To confirm transduction, first prepare two qPCR master mixes for 24 qPCR reactions. For the first master mix, add 150 microliters of qPCR buffer mix to a microcentrifuge tube and 12 microliters each of a forward and reverse primer designed to amplify the ampicillin resistance gene. Next, prepare a second qPCR master mix by adding 150 microliters of qPCR master mix to a microcentrifuge tube and then adding 12 microliters each of a forward primer and reverse primer designed to amplify a housekeeping gene.
For each qPCR reaction, combine 100 micrograms of experimental DNA from each reaction with 14.5 microliters of qPCR master mix. Now, prepare the remaining reactions as previously demonstrated. Transfer the reactions to a thermocycler preheated to 94 degrees Celsius and then initiate the program. Finally, use the cycle quantification, or Cq, values generated by qPCR to calculate the normalized transduction efficiency of the ampicillin resistance gene.
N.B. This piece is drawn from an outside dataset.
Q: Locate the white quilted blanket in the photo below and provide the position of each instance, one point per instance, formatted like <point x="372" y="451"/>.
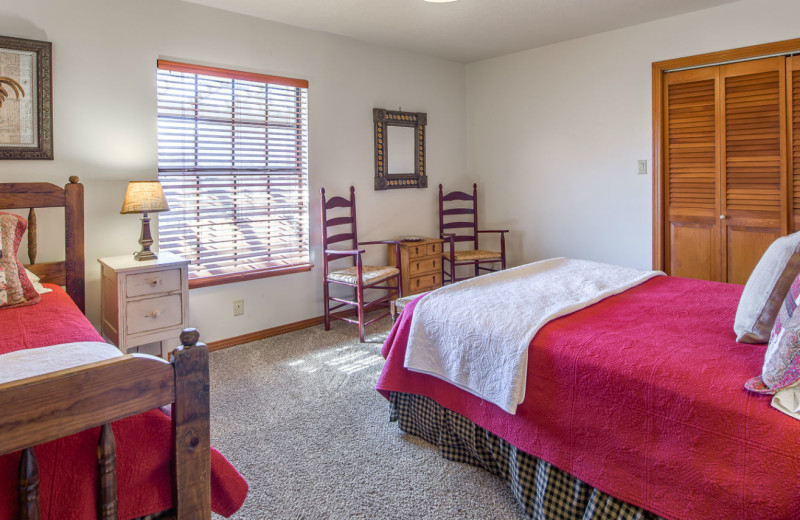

The cycle quantitation, or Cq, values for the genes of interest were tabulated for each of the negative controls and transduced samples. Low Cq values, typically below 29 cycles, like the transduced samples in this example indicate high amounts of the target sequence.
A housekeeping gene, also tabulated here, is used as a loading control to normalize the amount of DNA in each reaction and as a positive control to ensure the qPCR is working. Provided the same amounts of the housekeeping gene are loaded, it is found at relatively the same rate in each sample.
Next, to calculate the delta Cq value for each sample, subtract the Cq value of the housekeeping gene for each sample from the Cq value of its corresponding target gene. For example, the delta Cq of the first negative control is 13.54. Then, use this value to calculate the normalized transduction efficiency of each sample using the formula shown here. Finally, the average normalized transduction efficiency for each sample group can be calculated.